All this was happening on a public sidewalk on St. Charles Street. A middle-aged woman gasped audibly and nudged her husband. But he laughed a pleasantly Midwestern laugh, more attuned to the innocence of the thing than the depravity his wife saw. Others watched, numbly expressionless, as though Eddie and Jessica were a team of clever mimes put there for their amusement.
Jessica didn’t resist. Her eyes were locked on his, slate gray on black, her thin lips taut, waiting for the sensation as the coldness of his hand moved down her belly. When it came, more delicious than anything she had expected, she reacted with a convulsive shudder that started deep inside her body. Pinning his hand there, she pulled him to her, pressed her face agai
nst his, sighed like a woman in ecstasy, and then slowly and carefully poured the rest of her drink down the back of his pants. This time she earned the enthusiastic laughter of a dozen spectators. Three women, thirtyish, vacationing together, broke into applause.

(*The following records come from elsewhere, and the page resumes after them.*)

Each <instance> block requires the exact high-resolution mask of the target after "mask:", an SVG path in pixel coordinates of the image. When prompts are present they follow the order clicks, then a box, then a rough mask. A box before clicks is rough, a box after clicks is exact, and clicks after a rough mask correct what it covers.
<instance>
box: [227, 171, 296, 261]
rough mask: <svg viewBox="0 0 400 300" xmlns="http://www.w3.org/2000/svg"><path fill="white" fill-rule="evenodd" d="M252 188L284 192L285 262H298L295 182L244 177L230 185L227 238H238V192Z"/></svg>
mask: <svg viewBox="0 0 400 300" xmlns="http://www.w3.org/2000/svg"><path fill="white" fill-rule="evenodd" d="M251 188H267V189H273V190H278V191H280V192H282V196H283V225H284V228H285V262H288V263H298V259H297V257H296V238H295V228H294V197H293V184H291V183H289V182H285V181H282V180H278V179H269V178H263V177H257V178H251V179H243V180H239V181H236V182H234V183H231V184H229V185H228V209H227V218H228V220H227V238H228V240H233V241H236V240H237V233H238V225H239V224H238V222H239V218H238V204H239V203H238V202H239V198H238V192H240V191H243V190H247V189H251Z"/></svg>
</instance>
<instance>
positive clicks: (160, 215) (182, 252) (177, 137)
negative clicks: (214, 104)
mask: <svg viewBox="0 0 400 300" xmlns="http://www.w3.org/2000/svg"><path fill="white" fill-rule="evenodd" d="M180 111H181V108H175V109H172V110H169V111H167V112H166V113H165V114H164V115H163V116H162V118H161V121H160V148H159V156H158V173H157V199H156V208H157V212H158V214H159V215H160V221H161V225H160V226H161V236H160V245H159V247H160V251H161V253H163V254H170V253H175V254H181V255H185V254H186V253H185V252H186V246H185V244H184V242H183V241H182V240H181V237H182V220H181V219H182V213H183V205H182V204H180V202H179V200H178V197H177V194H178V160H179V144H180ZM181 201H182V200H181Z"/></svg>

Eddie whirled toward them, indignant. His face turned red and his eyes darkened momentarily, warning anyone who might have noticed, though no one did, that he was a dangerous man to insult. And then, abandoning menace as quickly as he had summoned it, he ended the moment with a deep dance-recital bow.
Earlier, when they checked in at the Lafayette, their room was as hot as an oven, stoked by the subtropical sun burning through the French lace curtains on the tall balcony doors. The bellboy dialed the air conditioner all the way up and pulled a heavy curtain over the lace, blocking the sunlight. But the hotel was old, the room old, the air conditioner old. Jessica doubted it would do much good. Eddie shrugged off the complaining and talked her into going out for a walk until the room cooled down.

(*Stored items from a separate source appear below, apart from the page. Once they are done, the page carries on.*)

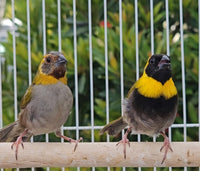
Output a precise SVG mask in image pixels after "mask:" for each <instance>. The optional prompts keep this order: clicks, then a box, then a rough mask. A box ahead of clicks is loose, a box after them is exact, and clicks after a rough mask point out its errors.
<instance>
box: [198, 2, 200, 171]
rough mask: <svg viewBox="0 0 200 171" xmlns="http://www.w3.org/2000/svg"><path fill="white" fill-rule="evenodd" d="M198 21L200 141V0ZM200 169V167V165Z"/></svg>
mask: <svg viewBox="0 0 200 171" xmlns="http://www.w3.org/2000/svg"><path fill="white" fill-rule="evenodd" d="M198 19H199V20H198V21H199V104H198V105H199V142H200V0H198ZM199 171H200V167H199Z"/></svg>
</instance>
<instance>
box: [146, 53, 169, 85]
mask: <svg viewBox="0 0 200 171" xmlns="http://www.w3.org/2000/svg"><path fill="white" fill-rule="evenodd" d="M144 72H145V73H146V74H147V75H148V76H149V77H152V78H154V79H155V80H157V81H159V82H161V83H162V84H164V83H165V82H166V81H167V80H169V79H170V78H171V64H170V57H169V56H167V55H163V54H155V55H152V56H151V57H150V58H149V59H148V61H147V64H146V66H145V69H144Z"/></svg>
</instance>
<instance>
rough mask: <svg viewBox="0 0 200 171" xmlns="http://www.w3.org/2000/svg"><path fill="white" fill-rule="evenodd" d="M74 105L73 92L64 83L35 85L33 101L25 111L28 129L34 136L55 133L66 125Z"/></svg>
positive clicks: (26, 121) (59, 82)
mask: <svg viewBox="0 0 200 171" xmlns="http://www.w3.org/2000/svg"><path fill="white" fill-rule="evenodd" d="M72 104H73V96H72V93H71V90H70V89H69V87H68V86H66V85H64V84H63V83H61V82H58V83H56V84H52V85H34V87H33V92H32V99H31V101H30V103H29V104H28V105H27V107H26V109H24V115H26V118H27V119H26V127H27V128H29V129H30V130H31V131H32V133H33V134H34V135H38V134H44V133H49V132H53V131H55V130H56V129H58V128H60V127H61V126H62V125H63V124H64V123H65V121H66V120H67V118H68V116H69V114H70V111H71V108H72Z"/></svg>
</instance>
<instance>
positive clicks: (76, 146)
mask: <svg viewBox="0 0 200 171" xmlns="http://www.w3.org/2000/svg"><path fill="white" fill-rule="evenodd" d="M74 141H75V147H74V152H75V151H76V148H77V146H78V143H79V142H80V141H83V138H82V137H80V138H79V139H78V140H74Z"/></svg>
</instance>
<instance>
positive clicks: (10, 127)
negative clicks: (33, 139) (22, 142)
mask: <svg viewBox="0 0 200 171" xmlns="http://www.w3.org/2000/svg"><path fill="white" fill-rule="evenodd" d="M24 130H25V128H23V127H20V126H19V121H15V122H13V123H11V124H9V125H7V126H5V127H4V128H2V129H1V130H0V142H15V141H16V140H17V138H18V137H19V136H20V134H21V133H22V132H23V131H24ZM30 138H31V135H30V134H27V135H26V136H25V137H23V141H29V140H30Z"/></svg>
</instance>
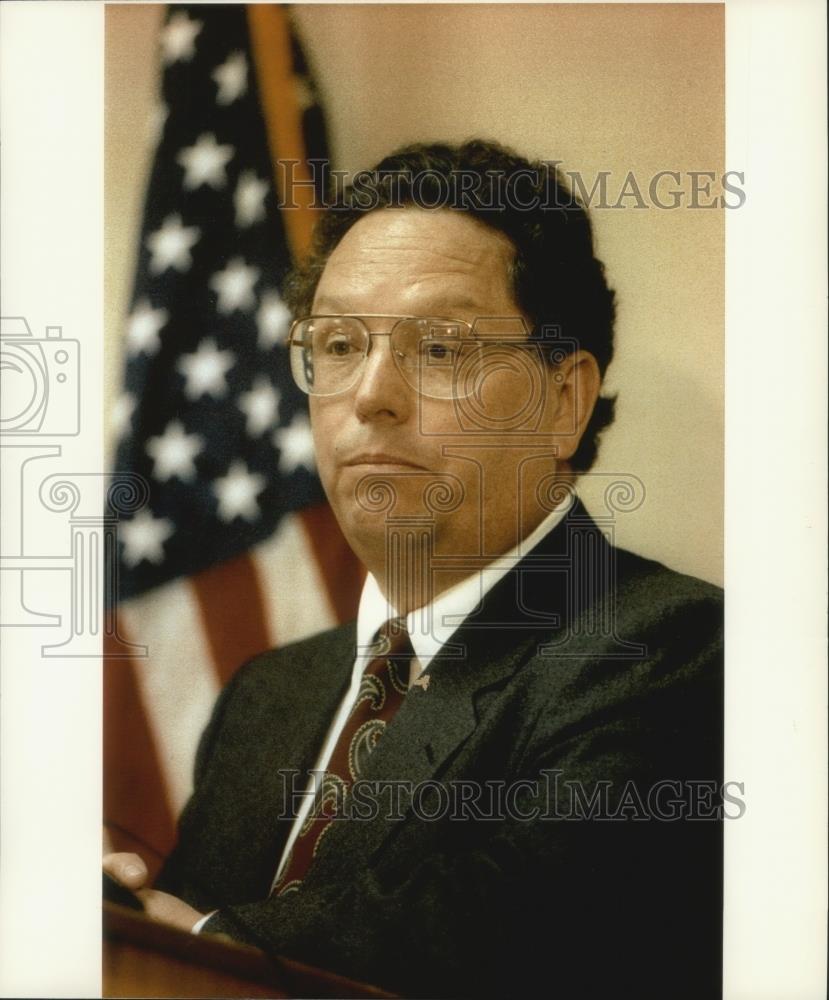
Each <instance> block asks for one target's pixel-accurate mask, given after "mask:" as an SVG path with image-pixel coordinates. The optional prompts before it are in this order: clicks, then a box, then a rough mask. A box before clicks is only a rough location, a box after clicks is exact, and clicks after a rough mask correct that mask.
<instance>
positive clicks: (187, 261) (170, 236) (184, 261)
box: [147, 215, 201, 274]
mask: <svg viewBox="0 0 829 1000" xmlns="http://www.w3.org/2000/svg"><path fill="white" fill-rule="evenodd" d="M200 236H201V230H200V229H199V227H198V226H184V225H182V222H181V216H180V215H168V216H167V218H166V219H165V220H164V222H163V223H162V225H161V229H156V231H155V232H154V233H150V235H149V236H148V237H147V248H148V249H149V251H150V253H151V254H152V260H151V261H150V271H151V273H152V274H162V273H163V272H164V271H166V270H167V268H168V267H173V268H175V270H176V271H186V270H187V269H188V268H189V267H190V265H191V264H192V263H193V257H192V255H191V253H190V251H191V250H192V249H193V247H194V246H195V245H196V243H198V241H199V237H200Z"/></svg>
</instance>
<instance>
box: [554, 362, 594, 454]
mask: <svg viewBox="0 0 829 1000" xmlns="http://www.w3.org/2000/svg"><path fill="white" fill-rule="evenodd" d="M553 379H554V384H555V387H556V388H555V393H556V396H557V405H556V410H555V414H554V416H553V420H552V427H551V431H552V433H553V434H554V435H555V436H556V439H557V440H556V444H557V445H558V448H559V454H558V457H559V460H561V461H566V460H567V459H569V458H572V457H573V455H574V454H575V452H576V449H577V448H578V446H579V441H581V437H582V434H584V431H585V428H586V427H587V423H588V421H589V420H590V416H591V414H592V413H593V407H594V406H595V405H596V400H597V399H598V398H599V390H600V389H601V386H602V376H601V374H600V372H599V364H598V362H597V361H596V359H595V358H594V357H593V355H592V354H590V353H589V352H588V351H574V352H573V353H572V354H568V355H567V357H566V358H565V359H564V360H563V361H562V362H561V363H560V364H558V365H556V367H555V370H554V375H553Z"/></svg>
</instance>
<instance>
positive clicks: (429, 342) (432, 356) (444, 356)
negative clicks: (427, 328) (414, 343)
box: [423, 340, 457, 362]
mask: <svg viewBox="0 0 829 1000" xmlns="http://www.w3.org/2000/svg"><path fill="white" fill-rule="evenodd" d="M423 348H424V351H423V353H424V354H425V356H426V359H427V360H428V361H446V362H451V361H453V360H454V358H455V355H456V354H457V351H456V349H455V347H454V346H453V345H451V344H445V343H441V341H433V340H429V341H426V343H425V344H424V345H423Z"/></svg>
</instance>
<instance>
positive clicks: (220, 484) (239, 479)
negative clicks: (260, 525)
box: [213, 461, 267, 521]
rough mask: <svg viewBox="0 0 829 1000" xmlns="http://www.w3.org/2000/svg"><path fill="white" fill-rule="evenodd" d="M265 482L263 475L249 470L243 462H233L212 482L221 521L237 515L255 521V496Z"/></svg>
mask: <svg viewBox="0 0 829 1000" xmlns="http://www.w3.org/2000/svg"><path fill="white" fill-rule="evenodd" d="M266 482H267V481H266V479H265V477H264V476H261V475H259V473H258V472H251V471H250V470H249V469H248V467H247V465H245V463H244V462H241V461H236V462H234V463H233V464H232V465H231V466H230V468H229V469H228V472H227V475H226V476H222V477H221V479H217V480H216V482H215V483H214V484H213V492H214V493H215V494H216V497H217V499H218V501H219V517H220V518H221V519H222V520H223V521H232V520H234V518H237V517H243V518H244V519H245V520H246V521H255V520H256V519H257V518H258V517H259V514H260V511H259V504H258V503H257V502H256V498H257V497H258V496H259V494H260V493H261V492H262V490H264V488H265V486H266Z"/></svg>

Now it turned out she had been right about the superannuated air conditioner. Her sullen petulance returned the instant Eddie unlocked the door and she was hit by a wave of tepid air which hadn’t been improved much for having been stirred. She headed straight for the bathroom, closed the door behind her, and turned both taps of the tub all the way on. Then she peeled off her sticky wet clothes and lay down on the cool porcelain of the tub, waiting for the water to rise around her.

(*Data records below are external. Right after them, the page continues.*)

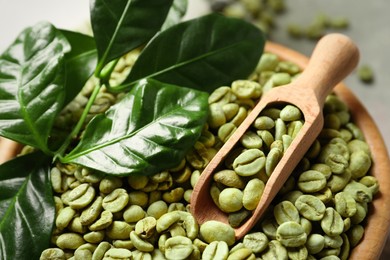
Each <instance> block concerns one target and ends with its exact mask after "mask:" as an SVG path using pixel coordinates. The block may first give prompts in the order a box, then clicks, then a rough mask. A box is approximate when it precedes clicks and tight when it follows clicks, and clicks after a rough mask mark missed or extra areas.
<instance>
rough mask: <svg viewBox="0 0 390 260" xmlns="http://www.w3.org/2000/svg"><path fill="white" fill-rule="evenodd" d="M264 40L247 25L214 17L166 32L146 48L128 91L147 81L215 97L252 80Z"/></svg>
mask: <svg viewBox="0 0 390 260" xmlns="http://www.w3.org/2000/svg"><path fill="white" fill-rule="evenodd" d="M264 44H265V38H264V35H263V33H262V32H261V31H260V30H259V29H258V28H256V27H255V26H254V25H252V24H249V23H247V22H245V21H243V20H239V19H233V18H227V17H224V16H221V15H218V14H210V15H206V16H203V17H200V18H197V19H195V20H191V21H187V22H183V23H180V24H177V25H175V26H172V27H170V28H169V29H167V30H165V31H162V32H161V33H160V34H159V35H157V36H156V37H155V38H153V40H152V41H151V42H150V43H149V44H148V45H147V46H146V48H145V49H144V50H143V52H142V53H141V55H140V56H139V58H138V59H137V61H136V63H135V65H134V67H133V68H132V70H131V72H130V75H129V76H128V78H127V79H126V80H125V81H124V83H123V85H124V86H123V87H124V88H126V87H131V85H132V84H135V82H136V81H137V80H140V79H142V78H155V79H157V80H159V81H162V82H167V83H170V84H175V85H179V86H185V87H190V88H195V89H200V90H204V91H207V92H209V93H210V92H211V91H212V90H214V89H215V88H217V87H219V86H221V85H225V84H230V83H231V82H232V81H233V80H236V79H241V78H247V77H248V76H249V75H250V73H252V72H253V70H254V69H255V67H256V65H257V63H258V61H259V58H260V55H261V54H262V52H263V48H264Z"/></svg>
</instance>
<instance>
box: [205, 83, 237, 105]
mask: <svg viewBox="0 0 390 260" xmlns="http://www.w3.org/2000/svg"><path fill="white" fill-rule="evenodd" d="M231 96H232V92H231V88H230V87H225V86H223V87H219V88H217V89H215V90H214V91H213V92H212V93H211V94H210V96H209V104H212V103H220V104H227V103H229V102H230V99H231Z"/></svg>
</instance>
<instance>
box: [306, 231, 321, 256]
mask: <svg viewBox="0 0 390 260" xmlns="http://www.w3.org/2000/svg"><path fill="white" fill-rule="evenodd" d="M324 247H325V237H324V236H322V235H320V234H311V235H309V236H308V237H307V241H306V248H307V250H308V252H309V253H310V254H312V255H314V254H317V253H319V252H321V250H322V249H323V248H324Z"/></svg>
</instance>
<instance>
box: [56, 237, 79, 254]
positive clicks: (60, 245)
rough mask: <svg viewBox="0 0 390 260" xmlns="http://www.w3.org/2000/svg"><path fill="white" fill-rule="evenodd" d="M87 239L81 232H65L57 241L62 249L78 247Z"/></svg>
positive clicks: (58, 245)
mask: <svg viewBox="0 0 390 260" xmlns="http://www.w3.org/2000/svg"><path fill="white" fill-rule="evenodd" d="M84 243H85V241H84V239H83V237H82V236H81V235H80V234H77V233H63V234H61V235H60V236H59V237H58V238H57V241H56V244H57V246H58V247H59V248H61V249H73V250H75V249H77V248H78V247H80V246H81V245H82V244H84Z"/></svg>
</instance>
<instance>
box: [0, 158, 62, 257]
mask: <svg viewBox="0 0 390 260" xmlns="http://www.w3.org/2000/svg"><path fill="white" fill-rule="evenodd" d="M49 173H50V160H48V158H47V157H44V156H43V154H41V153H39V154H38V153H35V154H29V155H26V156H22V157H17V158H16V159H14V160H11V161H8V162H6V163H4V164H2V165H0V190H1V192H0V259H3V260H7V259H10V260H14V259H26V257H27V256H28V258H29V259H39V256H40V254H41V252H42V250H44V249H45V248H47V247H48V246H49V245H50V238H51V232H52V227H53V223H54V218H55V206H54V201H53V194H52V188H51V184H50V179H49Z"/></svg>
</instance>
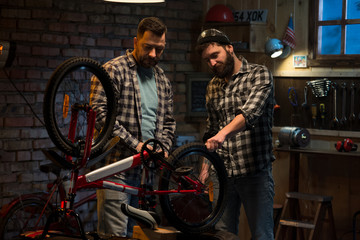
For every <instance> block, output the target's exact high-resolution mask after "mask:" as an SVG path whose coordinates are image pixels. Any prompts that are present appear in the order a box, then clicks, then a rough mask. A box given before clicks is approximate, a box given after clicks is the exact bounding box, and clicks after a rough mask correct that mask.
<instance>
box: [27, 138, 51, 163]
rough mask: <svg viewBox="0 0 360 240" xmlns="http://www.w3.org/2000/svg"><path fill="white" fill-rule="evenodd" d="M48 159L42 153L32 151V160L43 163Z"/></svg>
mask: <svg viewBox="0 0 360 240" xmlns="http://www.w3.org/2000/svg"><path fill="white" fill-rule="evenodd" d="M49 141H50V140H49ZM46 159H47V158H46V157H45V154H44V153H43V152H42V151H32V152H31V160H36V161H43V160H46Z"/></svg>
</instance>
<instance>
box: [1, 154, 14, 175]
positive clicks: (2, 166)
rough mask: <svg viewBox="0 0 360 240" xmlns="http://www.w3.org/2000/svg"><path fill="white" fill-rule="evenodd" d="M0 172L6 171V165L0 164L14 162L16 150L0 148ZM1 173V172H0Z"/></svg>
mask: <svg viewBox="0 0 360 240" xmlns="http://www.w3.org/2000/svg"><path fill="white" fill-rule="evenodd" d="M0 160H1V164H0V172H8V170H9V169H7V166H5V165H4V166H2V164H3V163H4V162H14V161H15V160H16V152H8V151H3V150H0ZM0 175H1V174H0Z"/></svg>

Even over the roar of the water she could hear Eddie talking to someone on the phone. She couldn’t make out anything he was saying, but the thought that a quick and rootless boy like Eddie might have parents he was calling struck her as utterly unlikely. Kids like the kids she knew did that, but Eddie wasn’t in the least like any of the kids she knew. With whom, she wondered, was he checking in?
She stepped out of the tub and put her ear to the door. She heard him say, “I don’t know, a couple days maybe, whatever you want.” She heard him say, “She’s driving me fucking crazy. Because it’s hot, that’s why.” And then he said, “What about Vegas? At least they’ve got fucking air conditioning.” Then she didn’t hear anything for almost half a minute and she hurried back to the tub.